We have the following situation: In space, a basketball flies and hits another resting basketball.

What happens next?

a) Both balls fly in the original direction (but slightly slower) = momentum conservation (inelastic collision)

b) First ball stops, second ball flies in original direction with originally speed = momentum conservation (elastic shock) (newton's cradle)

c) Both balls repel each other and fly in different directions = action-reaction

And again the same with metal balls?

  • $\begingroup$ In sufficient information $\endgroup$
    – Tojra
    Commented May 13, 2019 at 1:46
  • $\begingroup$ A classic example used in many books. $\endgroup$
    – user207455
    Commented May 13, 2019 at 4:26

1 Answer 1


The word you are looking for is the Coefficient of Restitution.

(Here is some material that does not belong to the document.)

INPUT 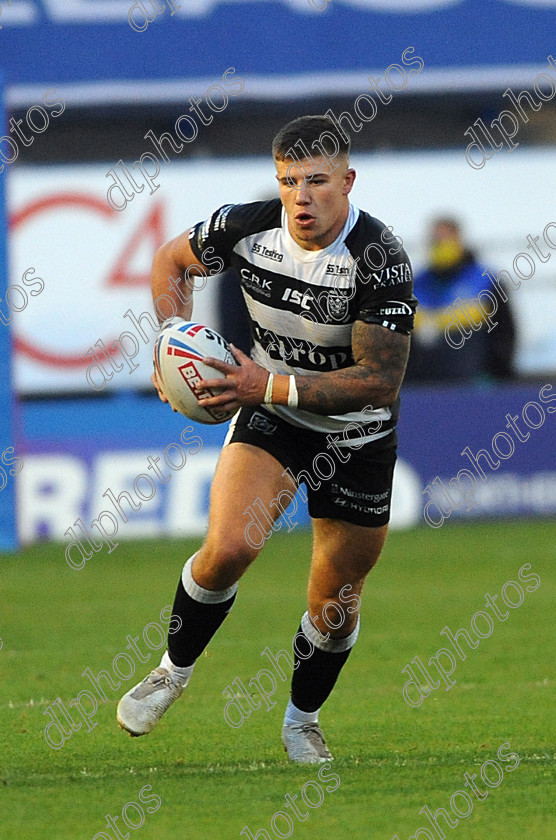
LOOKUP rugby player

The coefficient of restitution$(e)$ decides whether the collision is elastic or inelastic. It depends on the surfaces of contact between the balls. The value of $e$ is generally between $0$ and $1$. With $0$ representing completely inelastic, and $1$ representing completely elastic.

  • If $e=0$, then the balls would stick together at contact. They would move together with a velocity lower than that of the original in the same direction. The law of conservation of momentum will be valid here.
  • If $0<e<1$, then a partially elastic collision will take place. According to the masses, the balls could move in the same direction, with different velocities. Or move in opposite directions and still satisfy the law of conservation of momentum.
  • If $e=1$, then the collision is completely elastic. The incoming ball might rebound and the second ball might move in the original direction. All this happens in accordance with the laws of conservation of momentum and energy. In a special case, if the masses of the balls are equal, then the first ball could stop, and the second one moves in the same direction with the same velocity.

In short, the coefficient of restitution tells us how much loss energy loss occurs to heat. The law of conservation of momentum is valid in all three cases. But only for $e=1$ is the energy not lost to the surrounding as heat.